何啟也很是意外,沒想到這一家天海典當行居然是劉海的產業。
不過這也可以解釋老頭子眼光為何如此獨到,昨天一眼就看出人東坡硯台,原來他本身就是這方麵的行家!
掌櫃直接驚呆了,完全想不到何啟這個小年輕居然是老爺的義子!
這可是捅破天了!
“好、好,我聽你的,我不生氣。”
劉海壓製住火氣,對著一眾大漢說道:“把劉全拖到後麵去,給我打進去ICU!”
“是,老爺!”
一眾大漢過去拖拽著掌櫃劉全就到後堂,接著發出一陣淒慘的叫聲。
何啟一陣爾然,不生氣還被打成這樣,要死生氣,這個劉全不是命都沒了。
“小啟,你是不知道。”
“我開這個典當行的初衷是為了幫助急需用錢的人,千萬次跟他們說過,不要以盈利為目的。”

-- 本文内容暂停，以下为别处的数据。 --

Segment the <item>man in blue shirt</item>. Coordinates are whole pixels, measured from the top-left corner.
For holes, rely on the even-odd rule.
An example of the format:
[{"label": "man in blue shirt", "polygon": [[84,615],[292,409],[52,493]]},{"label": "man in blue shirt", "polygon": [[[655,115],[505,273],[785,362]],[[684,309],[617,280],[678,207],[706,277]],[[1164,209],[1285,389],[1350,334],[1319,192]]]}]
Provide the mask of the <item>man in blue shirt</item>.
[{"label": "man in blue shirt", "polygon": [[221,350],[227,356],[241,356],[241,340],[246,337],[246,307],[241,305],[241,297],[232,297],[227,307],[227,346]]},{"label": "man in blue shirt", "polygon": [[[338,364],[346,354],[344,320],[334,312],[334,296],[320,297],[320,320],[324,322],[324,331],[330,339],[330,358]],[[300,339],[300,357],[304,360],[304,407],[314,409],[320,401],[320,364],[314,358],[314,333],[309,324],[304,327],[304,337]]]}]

“想不到我這些年不管事了以後,他們居然強買強賣如此喪心病狂的事情都幹得出來……咳、咳……”
“您老別生氣。”
何啟趕緊安撫他說道:“某人不是說了,不賺錢的企業都是耍流氓,賺錢可以,別太黑就行了。”
“你這話有點道理,要不……”
“別!”
何啟趕緊說道:“這店您可不能給我,我現在看自己那個小店都是一個月去一次,您還給我這麼大一家典當行,豈不是要我累死。”

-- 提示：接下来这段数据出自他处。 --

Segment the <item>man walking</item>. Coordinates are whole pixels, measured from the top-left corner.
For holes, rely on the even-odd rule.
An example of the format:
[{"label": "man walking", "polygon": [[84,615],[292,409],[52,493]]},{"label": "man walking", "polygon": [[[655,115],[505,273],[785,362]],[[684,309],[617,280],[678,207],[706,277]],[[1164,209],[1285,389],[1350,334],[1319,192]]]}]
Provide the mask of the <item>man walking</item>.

“真不要?這店的地皮帶著上麵的大廈都是我的,價值二十多億。”
二十多億!
何啟想死的心都有了,全都怪自己裝逼過頭了。
“不……不要,三十億也不要,難偷得半日閑,絕對不能稱為金錢的奴隸!”
說著這話,何啟都覺得心虛,隻是雲淡風輕的人設已經表現出來,就隻能裝逼到底。
“誒!”
劉海歎氣一聲:“還是你們修行之人看得開。行,我就不拿這些黃白之外玷汙你的心智了。”
何啟很想說:“劉老,您就盡情的玷汙我吧,我願意!”
……
從天海典當回來以後,何啟鬱悶了兩天,二十億就這樣從身邊走了,差點沒得抑鬱症。
“咦?”
這天何啟在店裏坐著,忽然發現不對勁,把張誌光叫來。
“誌光,今天我們店裏怎麼這麼多人,平時也是這樣?”
“平時半天沒一個客戶。”
可不是,古董店就和棺材店差不多,要麼三年不開張,開展吃三年,從來不是量取勝。
張誌光搖頭說道:“我也不知道今天怎麼人多了起來。”
叮、叮……
這個時候大門鈴鐺響起,一個尖嘴猴腮的中年男子走進來。
“掌櫃的,你們這裏收古幣嗎?”
“當然收,隻要來路合法的我們都收。”
“那行,你看一下我這一枚能出多少錢?”
張誌光還沒伸手去拿,何啟就說道:“這一枚不收,您請回吧。”
“為什麼不收,我這可是我太爺爺傳下來的,還上過CCWV的鑒寶大會,絕對是合法的東西!”
“贗品!”
何啟冷笑說道:“假貨我們當然不收,你要掏飯吃換一家,別來我這裏撞騙,否則下次看到你,腿都打折你的!”
“放屁!”
那人大聲喊起:“大家快來看,這是家黑店,我這明明是真貨,居然說我的是贗品,像要壓榨價錢!”
猥瑣男的一嗓子,讓店裏的遊客是紛紛圍聚了過來,人人都是拿出了手機來拍攝。
“老板,這不對勁!”吳誌光說道。
何啟點了點頭,他自然也意識到了這是一場預謀,否則不會有那麼多的巧合——那麼巧今天忽然就多了那麼多遊客,那麼巧就有人拿贗品來搞事,那麼巧這些人全部過來錄像。